Do you think this will help? Let me know what works for you, and I’ll tell you in a few weeks how I’m doing at climbing out of my digital mountain of data.

About the Author
Thirsting for More
by Marie Wells Coutu

Marie Wells Coutu began telling stories soon after she learned to talk. At age seven, she convinced neighborhood kids to perform a play she had written. She wrote her first book, “I Came from Venus,” in eighth grade, but studied journalism in college. After a career writing for newspapers, magazines, governments, and nonprofits, she returned to her first love—writing fiction—at the age of fifty-five. Her debut novel, For Such a Moment, won the Books of Hope Contest. Thirsting for More, the second book in the Mended Vessels series, released in April 2015. Books in the series are contemporary re-imaginings of the stories of biblical women, including Esther and the woman at the well. Marie retired after 15 years with the Billy Graham Evangelistic Association, and she and her husband now divide their time between Florida and Iowa.

Thirsting for More
Northern transplant Victoria Russo moves to the charming southern city of Charleston, South Carolina, from cold Connecticut, hoping to renovate her career, her life, and an old house. Instead, she faces animosity, betrayal, and calamity. Will she repeat the pitfalls of her past mistakes, or find the freedom and restoration she seeks?

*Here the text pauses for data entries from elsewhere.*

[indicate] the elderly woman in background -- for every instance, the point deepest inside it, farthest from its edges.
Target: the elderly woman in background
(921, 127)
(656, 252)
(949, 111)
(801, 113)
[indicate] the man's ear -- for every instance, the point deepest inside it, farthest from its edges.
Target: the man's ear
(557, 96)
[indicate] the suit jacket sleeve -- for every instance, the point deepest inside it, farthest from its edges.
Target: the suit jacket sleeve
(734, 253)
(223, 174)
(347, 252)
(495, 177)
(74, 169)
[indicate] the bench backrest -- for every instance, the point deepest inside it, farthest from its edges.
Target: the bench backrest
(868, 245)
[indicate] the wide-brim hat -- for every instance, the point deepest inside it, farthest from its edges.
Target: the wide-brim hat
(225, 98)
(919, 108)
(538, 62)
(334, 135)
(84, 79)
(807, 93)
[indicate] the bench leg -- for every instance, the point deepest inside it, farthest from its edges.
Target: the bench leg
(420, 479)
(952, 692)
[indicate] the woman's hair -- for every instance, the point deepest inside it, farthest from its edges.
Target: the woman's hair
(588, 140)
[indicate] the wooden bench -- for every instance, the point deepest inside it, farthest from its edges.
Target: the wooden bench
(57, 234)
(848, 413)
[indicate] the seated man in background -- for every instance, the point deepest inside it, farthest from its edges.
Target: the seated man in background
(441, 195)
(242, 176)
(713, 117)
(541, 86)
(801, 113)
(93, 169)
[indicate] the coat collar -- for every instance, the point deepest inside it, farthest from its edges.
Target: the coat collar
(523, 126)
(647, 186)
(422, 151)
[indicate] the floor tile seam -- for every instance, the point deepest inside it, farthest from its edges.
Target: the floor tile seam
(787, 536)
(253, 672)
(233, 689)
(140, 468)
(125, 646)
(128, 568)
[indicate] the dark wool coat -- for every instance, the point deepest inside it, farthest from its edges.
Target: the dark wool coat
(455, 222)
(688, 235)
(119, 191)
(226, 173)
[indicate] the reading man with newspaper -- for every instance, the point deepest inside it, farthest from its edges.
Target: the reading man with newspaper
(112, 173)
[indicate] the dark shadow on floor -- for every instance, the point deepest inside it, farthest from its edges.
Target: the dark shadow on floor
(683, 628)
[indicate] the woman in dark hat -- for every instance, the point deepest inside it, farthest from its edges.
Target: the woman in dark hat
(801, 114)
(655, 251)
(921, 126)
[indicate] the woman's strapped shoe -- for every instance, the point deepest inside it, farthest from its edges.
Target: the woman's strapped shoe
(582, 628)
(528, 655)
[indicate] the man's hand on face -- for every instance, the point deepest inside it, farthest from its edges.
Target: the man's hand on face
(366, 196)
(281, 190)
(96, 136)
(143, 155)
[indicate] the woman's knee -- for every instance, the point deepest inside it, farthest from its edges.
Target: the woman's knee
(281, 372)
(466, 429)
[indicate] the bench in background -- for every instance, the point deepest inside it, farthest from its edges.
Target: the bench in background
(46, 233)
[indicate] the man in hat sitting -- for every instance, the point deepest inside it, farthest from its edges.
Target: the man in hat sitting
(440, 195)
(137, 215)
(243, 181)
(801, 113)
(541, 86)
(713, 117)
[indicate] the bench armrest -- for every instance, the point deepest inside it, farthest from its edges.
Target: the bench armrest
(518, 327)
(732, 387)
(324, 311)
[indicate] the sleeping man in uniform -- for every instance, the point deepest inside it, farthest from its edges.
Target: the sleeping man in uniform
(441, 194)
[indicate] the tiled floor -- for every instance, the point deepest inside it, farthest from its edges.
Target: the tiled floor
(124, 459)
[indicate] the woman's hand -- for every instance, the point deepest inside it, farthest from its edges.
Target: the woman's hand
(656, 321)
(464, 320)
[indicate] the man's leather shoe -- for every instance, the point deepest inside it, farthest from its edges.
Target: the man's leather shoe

  1. Marie, you are singing my song!! I have files with information, tabs to tell me what each holds, but with so many websites, etc. offering the same or better thoughts, why am I keeping these files from years ago? Because ONE day I may need it!! Hasn't happened yet, since I save so much on my computer. But like a house that needs de cluttering, so do files of knowledge. Do I remember what I read? I sometimes do, but save it for the day I won't! "Write, write write" I tell myself. If I need help, I've got a dozen resources...and one is all I really need!

  2. Diane, I knew there were others like me! And the problem is being able to find the information when we need it (or remember that we have it), right? Thanks for sharing!

  3. man-o-man can i ever relate! i have a column on my "grande excel doc" for links to revisit, and a folder on my laptop for articles and posts, which i plan to print out someday (the elusive someday, right!) and keep in a binder!
    research? in piles, in folders, all over the place! eek!

    1. Marie Wells CoutuApril 13, 2016 at 6:42 AM

      Bless your heart, Robin! We are so much alike, but it sounds like you are more organized with your digital "piles" than I am. As for the physical folders, do you ever find you have more than one with the same title? I must have at lest 3 "Ideas" folders--with only a few items in each one! Let's commit together to making some order out of this chaos. Thanks for sharing.

  4. Oh,my! I'm also a horder! One thing I've done is to create Pinterest boards with various topics related to writing and publishing so that when I want to find information again, I can find it fairly quickly. The problem is taking the time to look at my boards in the first place!

    1. I'm a writing book hoarder, too!

      And ebooks? If there was a show for those who have far too many digital books for anyone to read, I would be the first guest.

      I like the Pinterest board idea, though. Cool!

    2. Marie Wells CoutuApril 13, 2016 at 6:44 AM

      Dawn, I love the idea o the Pinterest boards, too. Do you make them public or keep them private?

      And Angie, I'll compete with you on the ebook contest!